The movie shows the suit as a motorized suit of armor. That, Zehr said, wouldn’t work.
“It would have to actually be directly integrated into your nervous system to control it,” he said.
Zehr said it’s important to him to bring science to people in a way that is interesting to them.
Even if people don’t read comic books, they know superhero characters like Batman and Iron Man, he said. “People right away have an image. You’re already at a common place mentally.”
If he walked into a classroom to talk about Claude Bernard, a 19th century French physiologist, Zehr said he knows people might not be interested.

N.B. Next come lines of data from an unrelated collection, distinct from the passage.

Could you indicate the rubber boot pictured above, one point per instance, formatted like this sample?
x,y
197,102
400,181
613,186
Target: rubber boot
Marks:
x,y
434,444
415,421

He’s able, however, to discuss Bernard and other famous physiologists with students of all ages when he connects their work to Batman. He said he knows that the Dark Knight is not only a familiar figure, but making that connection also helps build context for learners. This improves their memory of the topic they are learning.
“Becoming Batman” has been successfully used as an introductory freshman seminar text by Daniel Ferris, an associate professor of movement science at the University of Michigan School of Kinesiology in Ann Arbor, Mich.
Framing his class, offered for the first time last fall, around the book made it more engaging for his students, Ferris said. They gave the course high reviews.
“The difference is rather than just dealing with the basic facts and trying to organize them, he gives you the example and then explains it,” Ferris said.
The course covers topics introduced in the book, including how people might train the nervous system, muscles and bones for superhero-like agility and strength. Student who were athletes in high school were able to connect Batman’s training with their own, he said.
Zehr said he values making real connections with students, in and out of his university courses. When visiting schools, for example, he might connect Batman’s abilities to explain how a person’s bones get stronger.
A body responds to stresses. A simple example is when a guitar player’s fingertips become calloused over time. The strings probably hurt the musician’s fingers at first, but after a while, callouses make playing less painful, Zehr said.
Batman had to train to make sure his bones were strong enough to withstand the stresses he would put on his body when fighting crime in Gotham City, Zehr said.
Through training with activities that would put enough stress on his bones to make them stronger later – much like continued guitar-playing built up a protective callous – Bruce Wayne achieved the bone strength he would need as Batman, Zehr said.
So, with the right training program, could you become Batman?
It’s possible, but not probable, Zehr said. You’d need the exact right mix of genetic propensity, diet, skill training and strength training. And, of course, you would need a lot of money. After all, the Batmobile doesn’t look like an economy car.
Either way, Zehr said his work is not about “trying to encourage people to be vigilante crime fighters.”
Batman’s story is grounded in the idea that if you really worked at something, you can get better at it, he said.
“The real point is to understand your own body and your own limitations a little better,” Zehr said.